I’ve spent the last few days writing the section of of a training course that deals with writing CVs and resumes. It’s been unexpectedly interesting, perversely enough because most of the material I’ve been dealing with tries to be so damn serious and sensible, and I’ve been buried under a ton or it – advice from jobsearch websites, templates for CVs, example CVs and the like.
Most of the rules for writing CVs and resumes are straightforward and obvious – which is not to say we don’t all need reminding of them from time to time.
Keep it simple (content, language, structure, formatting) because whoever reads it is going to get bored within seconds if the print is too small, layout too fussy, or inappropriate technical language is used. Okay, if you’re a research chemist, automotive engineer, IT specialist or the like you may need to use technical and scientific terms to explain what you’ve been doing for the last few years but most of us aren’t and don’t.
Keep it as short as you reasonably can (1-2 pages for a resume, 3-4 if possible for a CV). No one reading these things wants to scroll through 13 pages of stuff, and the worth of a CV isn’t measured by the weight of the paper pr length of the file.
If there’s an ‘industry standard’ for your industry, use that structure. IT in particular expects a format that doesn’t follow the generic guidelines.
The last couple of decades seems to have seen a move towards opening CVs and resumes with a short personal profile or personal statement. This needs to be specific – ‘good sense of humour’ (or even ‘twisted sense of humour’) may be a de facto requirement of many jobs but no one who reads a CV is going to want to read that. And what makes your particular sense of humour ‘good’ anyway?
For the rest, there seem to be two general patterns to choose from. The first is a short list of skills and experiences, with education and employment shown afterwards as essentially the ‘evidence’ for the key points you want to present about yourself. The second is a more traditional format with qualifications and employment history first, and the skills and experiences section following as an indication of what a reader should be able to interpret from the ‘raw data’.
I have to say, though, that one of the things that strikes me about CVs is how far the quest for seriousness seems to drive out creativity.

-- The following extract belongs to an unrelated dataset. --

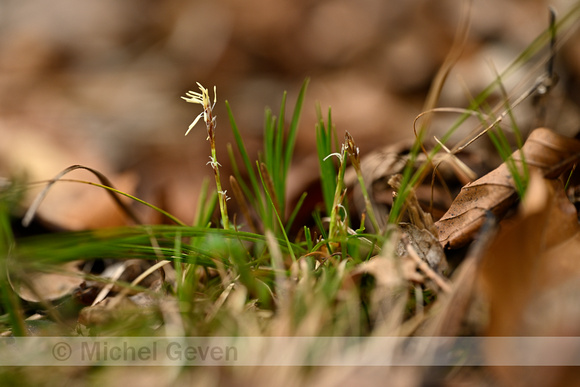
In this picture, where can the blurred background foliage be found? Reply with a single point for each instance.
(98, 83)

I doubt that CVs have ever been regarded as appropriate documents for the exercise of creative imagination (ok, people tweak CVs to fit particular job and person specifications and there can be some re-interpretation of one’s life history involved…).
In part this will be down to matters such as legal requirements and processes. If the job of putting bells and whistles on things can legally only be done by someone with appropriate professional qualifications and certification to practise, your CV will need to state that you have been a fully accredited member of the Institute of Bell and Whistle Design and Fitting Professionals since 1973 (or whatever). Recruiters would need to know that. Some of it will also be down to the business culture, because people want to recruit dedicated people who are serious about making a contribution to the corporate enterprise.

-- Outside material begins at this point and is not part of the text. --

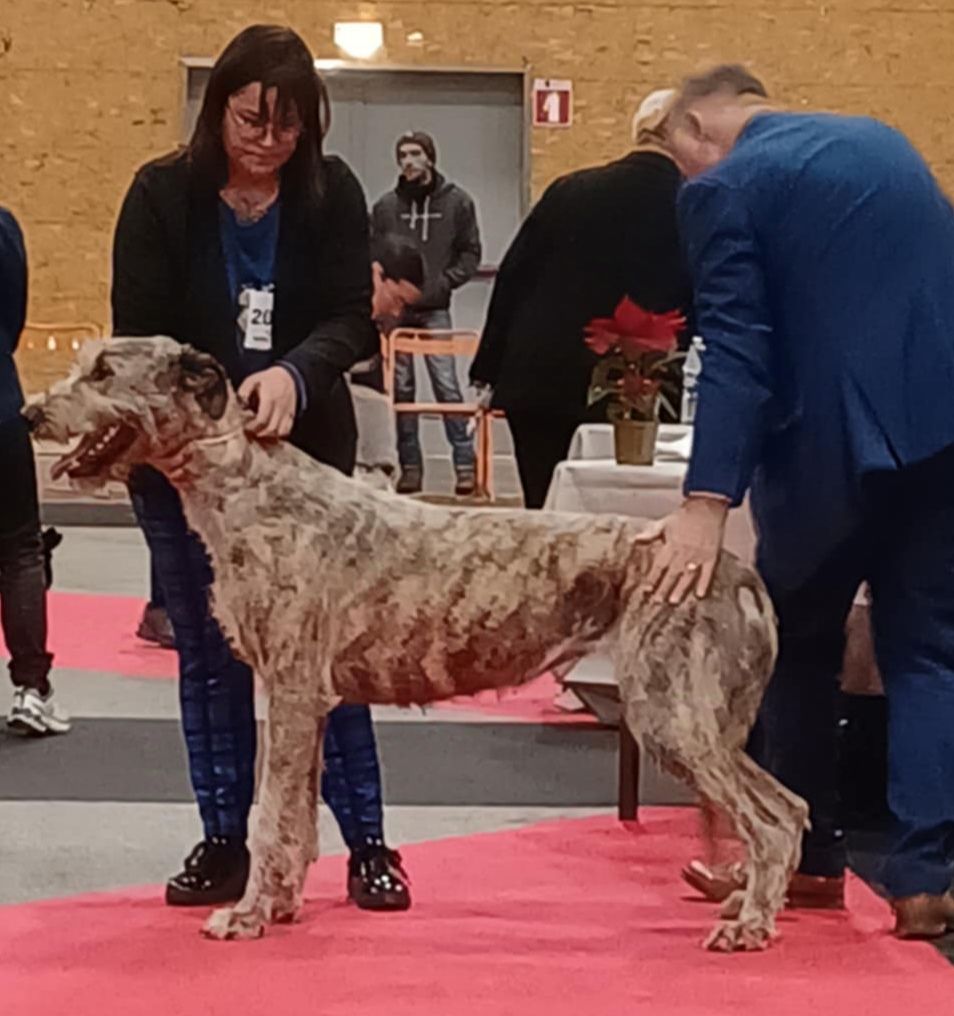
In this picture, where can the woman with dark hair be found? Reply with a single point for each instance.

However it’s at this point that I thank my lucky stars I’m freelance. And I’ll share a secret with you. I haven’t updated my CV or resume for well over a year. This is because most of my work is self-generated and stands or falls on its own merits, not on a list of previous experience and skills.
As and when I do update them, they should probably start with a profile along the lines of ‘Jon Vagg is an experienced writer, editor, proofreader and researcher. He has a PhD in sociology and writes distance learning courses and training materials in the areas of social science and management. He has also authored several academic and nonfiction books, along with numerous articles and some short stories.’

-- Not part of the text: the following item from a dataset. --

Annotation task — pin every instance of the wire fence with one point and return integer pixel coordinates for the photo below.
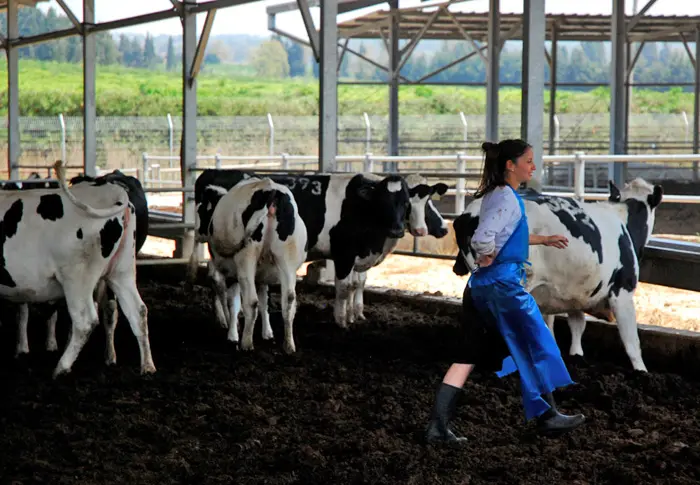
(122, 140)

Finally (for this post) if you’re a creative type, you’re in trouble. Many sources say CVs for ‘creatives’ are often difficult to construct and frequently don’t read in a standard format because they can’t. Frequently they will just boil down to a list of published pieces, or discography, or paintings completed/exhibited/sold, along with a rough indication of current projects. They might include stuff like media appearances, voluntary work and the like, but it’s debatable how much of who a creative ‘is’ can be captured in any traditional CV format.
For me personally, the ‘creative’ side of what I do means that the short author tags that go on jacket blurbs, lists of contributors, etc. are more significant than CVs (not least because they’re probably read by at least three or four more people!). And the idea is usually to intrigue and amuse. I can offer two versions.
The semi-formal statement, used at a recent local literary event: ‘Jon Vagg is primarily an author of educational and training materials. He has been writing speculative/science fiction for around 10 years but only recently started to get published. In 2009 his short stories appeared in Theaker’s Quarterly Fiction, Sinister Tales, Ballista and Ignavia. He is a recent member (though infrequent attender) of the Speculators writing group.’
The off-the-wall statement, currently tagged to stories sent out to SF/horror mags: ‘Jon Vagg drinks too much coffee and gets bored easily. Much of his writing is done late at night. The nature of his imagination means he has no social life to speak of. He is based in the UK and has previously published in Theaker’s Quarterly Fiction, Ballista, Ignavia, and online in Dark Fire.’
It would be interesting to speculate about what ‘creative’ things some professional/business people might say about themselves if given the chance, and whether these comments might reveal more intriguing sides of them than their CV.